To see the full course syllabus, go to the "Syllabus" page.
“Knowledge emerges only through invention and re-invention, through the restless, impatient, continuing, hopeful inquiry human beings pursue in the world, with the world, and with each other.” — Paulo Freire
Humans have been fascinated with our red neighbor, Mars, for centuries. It is not surprising, then, that as soon as science fiction developed as a genre, Mars and Martians became one of its first subjects. Since H.G. Wells’ War of the Worlds (1897), hundreds of novels and stories have been written about the planet, its inhabitants, their contact with humans, and human colonization of the planet.

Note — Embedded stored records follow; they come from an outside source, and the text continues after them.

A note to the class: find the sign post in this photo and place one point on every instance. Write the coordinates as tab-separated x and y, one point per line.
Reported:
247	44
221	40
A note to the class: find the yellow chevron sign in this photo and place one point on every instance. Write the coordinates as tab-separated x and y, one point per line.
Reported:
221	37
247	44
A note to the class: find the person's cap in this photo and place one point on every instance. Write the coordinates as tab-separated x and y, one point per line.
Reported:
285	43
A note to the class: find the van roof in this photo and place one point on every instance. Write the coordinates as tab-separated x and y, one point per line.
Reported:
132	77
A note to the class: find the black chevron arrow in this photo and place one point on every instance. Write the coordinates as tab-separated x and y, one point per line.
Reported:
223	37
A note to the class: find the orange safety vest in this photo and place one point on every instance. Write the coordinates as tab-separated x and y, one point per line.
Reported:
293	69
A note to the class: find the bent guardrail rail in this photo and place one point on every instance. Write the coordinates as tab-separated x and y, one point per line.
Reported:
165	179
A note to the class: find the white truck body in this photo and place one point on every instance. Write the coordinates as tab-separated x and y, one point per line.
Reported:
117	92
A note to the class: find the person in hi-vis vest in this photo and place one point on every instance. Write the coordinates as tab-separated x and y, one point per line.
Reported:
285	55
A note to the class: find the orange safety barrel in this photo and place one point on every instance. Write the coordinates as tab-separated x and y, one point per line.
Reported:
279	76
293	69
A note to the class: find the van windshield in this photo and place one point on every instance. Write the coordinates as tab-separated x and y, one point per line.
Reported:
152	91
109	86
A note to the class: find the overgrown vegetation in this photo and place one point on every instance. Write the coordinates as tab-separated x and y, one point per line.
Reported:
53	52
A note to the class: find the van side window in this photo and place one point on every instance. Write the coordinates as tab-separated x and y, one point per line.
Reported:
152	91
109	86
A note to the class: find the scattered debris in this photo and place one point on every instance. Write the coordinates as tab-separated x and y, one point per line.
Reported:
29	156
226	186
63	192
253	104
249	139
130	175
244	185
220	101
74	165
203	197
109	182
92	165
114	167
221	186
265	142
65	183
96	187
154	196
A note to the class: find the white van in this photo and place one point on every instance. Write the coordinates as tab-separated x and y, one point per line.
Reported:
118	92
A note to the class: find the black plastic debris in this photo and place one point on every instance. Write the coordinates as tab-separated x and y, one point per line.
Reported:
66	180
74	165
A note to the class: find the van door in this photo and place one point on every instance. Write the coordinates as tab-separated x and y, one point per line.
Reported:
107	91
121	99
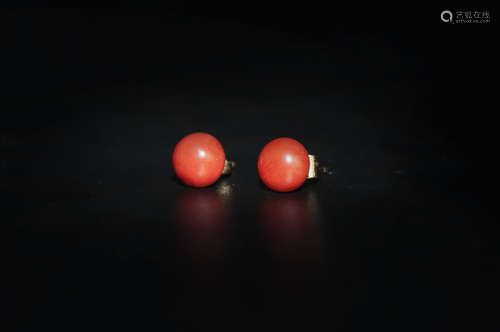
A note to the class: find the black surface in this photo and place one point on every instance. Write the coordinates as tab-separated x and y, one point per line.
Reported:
99	235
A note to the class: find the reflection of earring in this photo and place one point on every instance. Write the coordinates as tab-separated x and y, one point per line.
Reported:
284	165
199	160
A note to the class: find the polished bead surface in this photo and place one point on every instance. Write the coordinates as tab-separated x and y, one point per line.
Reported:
283	164
198	159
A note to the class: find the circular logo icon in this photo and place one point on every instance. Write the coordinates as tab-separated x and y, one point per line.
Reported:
446	16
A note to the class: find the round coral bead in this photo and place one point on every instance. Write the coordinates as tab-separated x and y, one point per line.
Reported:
283	164
198	159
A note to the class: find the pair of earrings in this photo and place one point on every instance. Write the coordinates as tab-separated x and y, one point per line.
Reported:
284	164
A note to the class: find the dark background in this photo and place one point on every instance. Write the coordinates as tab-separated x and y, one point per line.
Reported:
99	235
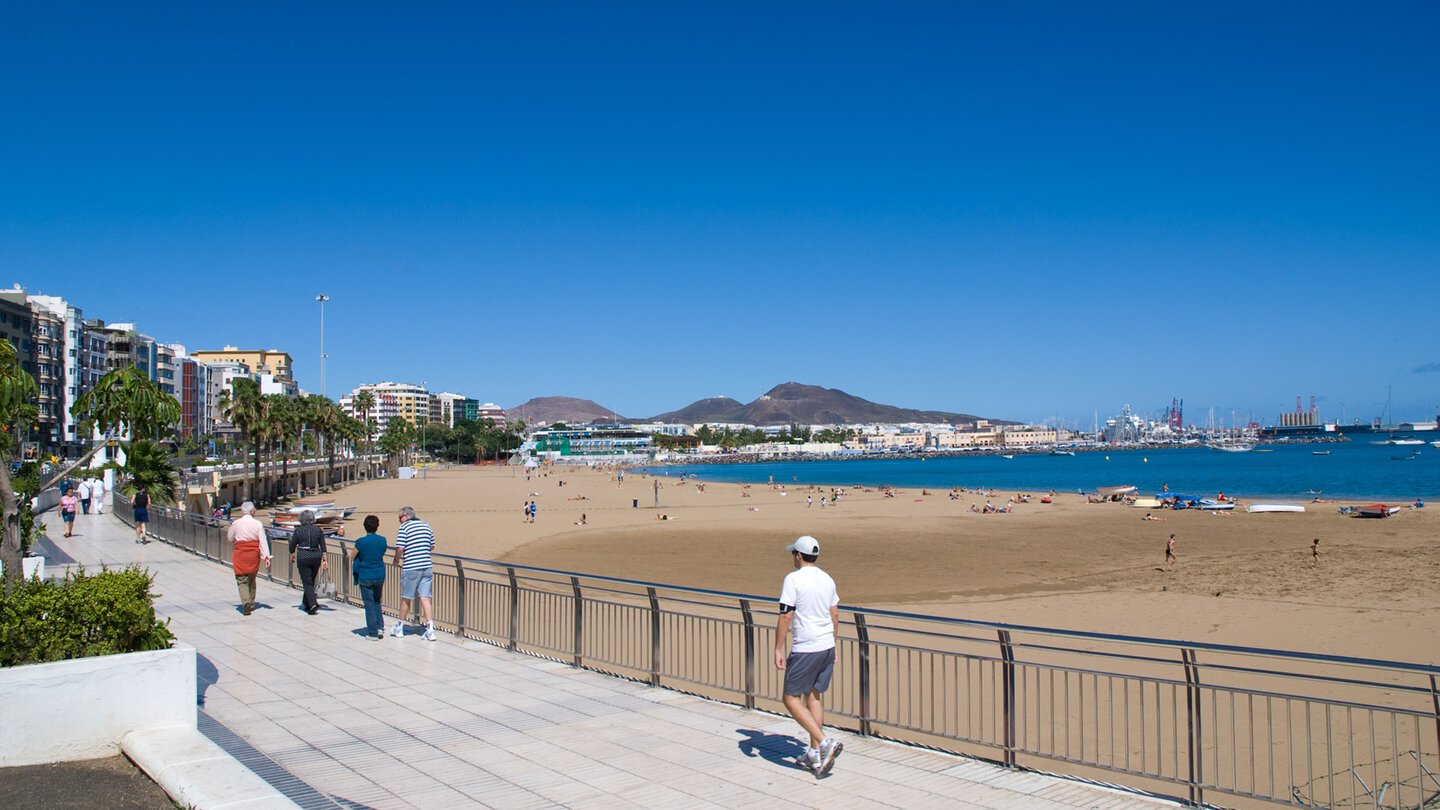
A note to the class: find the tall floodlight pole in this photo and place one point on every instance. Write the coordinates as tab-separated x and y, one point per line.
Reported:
323	299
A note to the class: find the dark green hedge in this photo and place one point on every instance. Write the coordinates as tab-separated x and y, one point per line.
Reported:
101	614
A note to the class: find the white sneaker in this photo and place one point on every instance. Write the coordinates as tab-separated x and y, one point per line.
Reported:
828	750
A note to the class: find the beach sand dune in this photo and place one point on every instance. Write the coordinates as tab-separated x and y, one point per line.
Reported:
1096	567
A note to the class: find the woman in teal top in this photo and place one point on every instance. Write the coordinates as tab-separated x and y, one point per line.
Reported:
367	567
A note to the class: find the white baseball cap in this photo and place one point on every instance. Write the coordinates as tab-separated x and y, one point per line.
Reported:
805	544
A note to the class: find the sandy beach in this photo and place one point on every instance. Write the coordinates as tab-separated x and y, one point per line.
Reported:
1098	567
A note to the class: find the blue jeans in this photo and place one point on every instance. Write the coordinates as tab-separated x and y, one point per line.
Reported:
370	593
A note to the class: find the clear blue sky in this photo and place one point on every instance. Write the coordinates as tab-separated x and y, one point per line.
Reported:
1024	212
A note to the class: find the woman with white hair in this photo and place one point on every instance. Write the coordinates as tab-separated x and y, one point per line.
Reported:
308	542
251	548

While not as fanciful and action-packed, actual exploration of Mars has been ongoing over the past few decades as unmanned robotic missions to Mars took pictures, recorded various measurements, and extracted geological samples. Finally, in the past couple of years, both NASA and SpaceX have made announcements about their plans for human exploration and settlement of Mars by early 2030s.
To start thinking about these prospects, we will read one of the best science fiction novels dealing with human colonization of the planet: Red Mars (1993) by Kim Stanley Robinson. Through class discussions and written assignments, we will explore the various issues brought up in the book, and consider what colonization of Mars might mean for humanity.

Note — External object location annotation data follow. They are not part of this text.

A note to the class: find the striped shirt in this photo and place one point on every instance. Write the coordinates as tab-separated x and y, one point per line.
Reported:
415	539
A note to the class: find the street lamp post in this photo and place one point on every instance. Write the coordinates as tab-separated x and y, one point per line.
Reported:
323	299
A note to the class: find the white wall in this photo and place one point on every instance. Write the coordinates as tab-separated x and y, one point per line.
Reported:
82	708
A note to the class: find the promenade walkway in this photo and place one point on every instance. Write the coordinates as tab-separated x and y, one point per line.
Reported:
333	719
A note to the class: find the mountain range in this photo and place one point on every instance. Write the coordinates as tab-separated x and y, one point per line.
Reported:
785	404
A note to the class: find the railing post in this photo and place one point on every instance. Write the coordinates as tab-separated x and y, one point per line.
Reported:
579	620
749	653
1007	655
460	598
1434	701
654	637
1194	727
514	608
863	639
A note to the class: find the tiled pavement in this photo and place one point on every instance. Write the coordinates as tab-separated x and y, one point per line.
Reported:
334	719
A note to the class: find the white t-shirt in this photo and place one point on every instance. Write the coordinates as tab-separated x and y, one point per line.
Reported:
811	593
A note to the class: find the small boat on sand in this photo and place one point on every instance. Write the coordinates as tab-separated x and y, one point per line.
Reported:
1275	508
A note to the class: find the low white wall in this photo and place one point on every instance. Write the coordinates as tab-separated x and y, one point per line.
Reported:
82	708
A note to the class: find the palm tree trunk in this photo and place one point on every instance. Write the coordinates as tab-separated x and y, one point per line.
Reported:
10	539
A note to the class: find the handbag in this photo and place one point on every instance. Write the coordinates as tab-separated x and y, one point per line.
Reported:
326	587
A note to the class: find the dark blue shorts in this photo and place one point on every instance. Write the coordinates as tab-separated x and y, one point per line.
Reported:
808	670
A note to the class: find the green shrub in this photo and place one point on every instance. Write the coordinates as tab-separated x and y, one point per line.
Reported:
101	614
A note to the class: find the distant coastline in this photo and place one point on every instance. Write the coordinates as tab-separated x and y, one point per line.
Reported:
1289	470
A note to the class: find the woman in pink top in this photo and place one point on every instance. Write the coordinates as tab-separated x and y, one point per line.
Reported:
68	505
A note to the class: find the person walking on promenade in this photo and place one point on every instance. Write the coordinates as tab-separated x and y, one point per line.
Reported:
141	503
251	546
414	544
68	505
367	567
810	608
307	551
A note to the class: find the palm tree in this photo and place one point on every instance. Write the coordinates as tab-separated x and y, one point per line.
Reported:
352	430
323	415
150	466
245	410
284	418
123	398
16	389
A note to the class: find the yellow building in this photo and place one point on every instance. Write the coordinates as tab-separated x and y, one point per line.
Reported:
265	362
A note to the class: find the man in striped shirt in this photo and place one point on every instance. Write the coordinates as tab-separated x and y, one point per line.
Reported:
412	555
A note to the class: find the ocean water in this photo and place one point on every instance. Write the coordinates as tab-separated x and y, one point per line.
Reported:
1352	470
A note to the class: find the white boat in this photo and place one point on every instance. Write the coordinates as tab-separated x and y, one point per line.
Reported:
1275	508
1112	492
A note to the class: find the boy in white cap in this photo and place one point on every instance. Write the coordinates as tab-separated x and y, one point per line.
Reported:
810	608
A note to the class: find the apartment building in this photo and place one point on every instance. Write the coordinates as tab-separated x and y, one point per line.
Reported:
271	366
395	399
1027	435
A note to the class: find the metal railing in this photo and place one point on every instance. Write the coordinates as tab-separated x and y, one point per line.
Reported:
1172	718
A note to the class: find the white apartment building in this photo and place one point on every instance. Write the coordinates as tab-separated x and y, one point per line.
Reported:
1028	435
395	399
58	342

Please note: In order to simplify referencing passages in class, please only buy the mass market paperback edition of the book published by Bantam Books/Spectra (ISBN 978-0553560732). The book is readily available from online book retailers as well as from the used book stores in the area. Unless you have a Kindle reader (not laptop or phone), please do not buy an ebook; only the Kindle ebook bought directly from Amazon has matching page numbers.